Hackers are reportedly exploiting the uncertainty surrounding Adobe Flash.

A serious bug in the software was discovered earlier this week, after spyware company Hacking Team was itself hacked.

Adobe quickly released an update, which it urged users to download “within 72 hours”, and now a separate group of cybercriminals is trying to use this to its advantage.

A hacking group known as Wekby has launched a spear-phishing campaign off the back of the discovery of the Flash vulnerabilities, circulating malware-ridden emails disguised as Adobe security alerts.

The infected messages all appear to come from, and feature the subject line ‘Important Flash update’.

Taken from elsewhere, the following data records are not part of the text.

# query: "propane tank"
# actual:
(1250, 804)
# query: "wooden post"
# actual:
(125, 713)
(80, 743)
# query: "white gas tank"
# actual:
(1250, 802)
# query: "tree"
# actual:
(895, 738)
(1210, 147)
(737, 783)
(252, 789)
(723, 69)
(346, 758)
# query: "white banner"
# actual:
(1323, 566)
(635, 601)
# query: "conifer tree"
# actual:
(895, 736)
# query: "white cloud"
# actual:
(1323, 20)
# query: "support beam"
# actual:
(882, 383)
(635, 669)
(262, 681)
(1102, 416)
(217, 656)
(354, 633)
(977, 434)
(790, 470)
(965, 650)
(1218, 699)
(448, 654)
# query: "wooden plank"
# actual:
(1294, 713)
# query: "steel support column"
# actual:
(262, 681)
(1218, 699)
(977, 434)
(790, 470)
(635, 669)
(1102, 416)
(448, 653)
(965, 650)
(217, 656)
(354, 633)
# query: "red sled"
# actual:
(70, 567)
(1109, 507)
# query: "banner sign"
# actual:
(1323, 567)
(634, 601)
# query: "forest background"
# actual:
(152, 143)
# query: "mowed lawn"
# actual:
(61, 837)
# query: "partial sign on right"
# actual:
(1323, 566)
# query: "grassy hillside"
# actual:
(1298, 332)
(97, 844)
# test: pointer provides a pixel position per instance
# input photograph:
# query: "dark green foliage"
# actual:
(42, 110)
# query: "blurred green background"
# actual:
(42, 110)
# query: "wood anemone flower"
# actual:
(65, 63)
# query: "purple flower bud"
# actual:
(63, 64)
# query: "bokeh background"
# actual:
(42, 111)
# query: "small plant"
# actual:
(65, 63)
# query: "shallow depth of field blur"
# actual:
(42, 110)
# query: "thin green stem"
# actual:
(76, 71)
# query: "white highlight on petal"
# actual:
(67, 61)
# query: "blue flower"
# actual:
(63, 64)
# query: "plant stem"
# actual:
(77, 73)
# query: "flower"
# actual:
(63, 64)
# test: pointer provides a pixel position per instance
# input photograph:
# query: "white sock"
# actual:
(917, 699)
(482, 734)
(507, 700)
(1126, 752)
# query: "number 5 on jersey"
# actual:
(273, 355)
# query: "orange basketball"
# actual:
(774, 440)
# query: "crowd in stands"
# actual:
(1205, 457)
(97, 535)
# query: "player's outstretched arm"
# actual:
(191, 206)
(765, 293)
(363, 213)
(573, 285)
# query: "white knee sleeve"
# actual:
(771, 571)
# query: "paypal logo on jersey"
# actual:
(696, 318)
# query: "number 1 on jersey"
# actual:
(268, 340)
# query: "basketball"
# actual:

If you were to click the link in the email, data-stealing malware would be installed on your machine.

The malware reportedly leverages one of the vulnerabilities found in the Hacking Team leaks, meaning that users running the updated version of Flash should be safe.

Needless to say, you should avoid opening the email, or any other suspicious-looking messages.

“The attackers launched spoofed email messages purporting to be from Adobe,” said Volexity founder Steven Adair, who discovered the new campaign. “The email messages references an Adobe Flash update and encourages the recipients to click a link to download and install the update.”

Around 400GB of data was stolen from Hacking Team and subsequently posted online.

SEE ALSO: Which browser’s best for you?

The Italian company, which hailed the Adobe flaw as “the most beautiful Flash bug for the last four years”, sells spyware to government agencies around the world.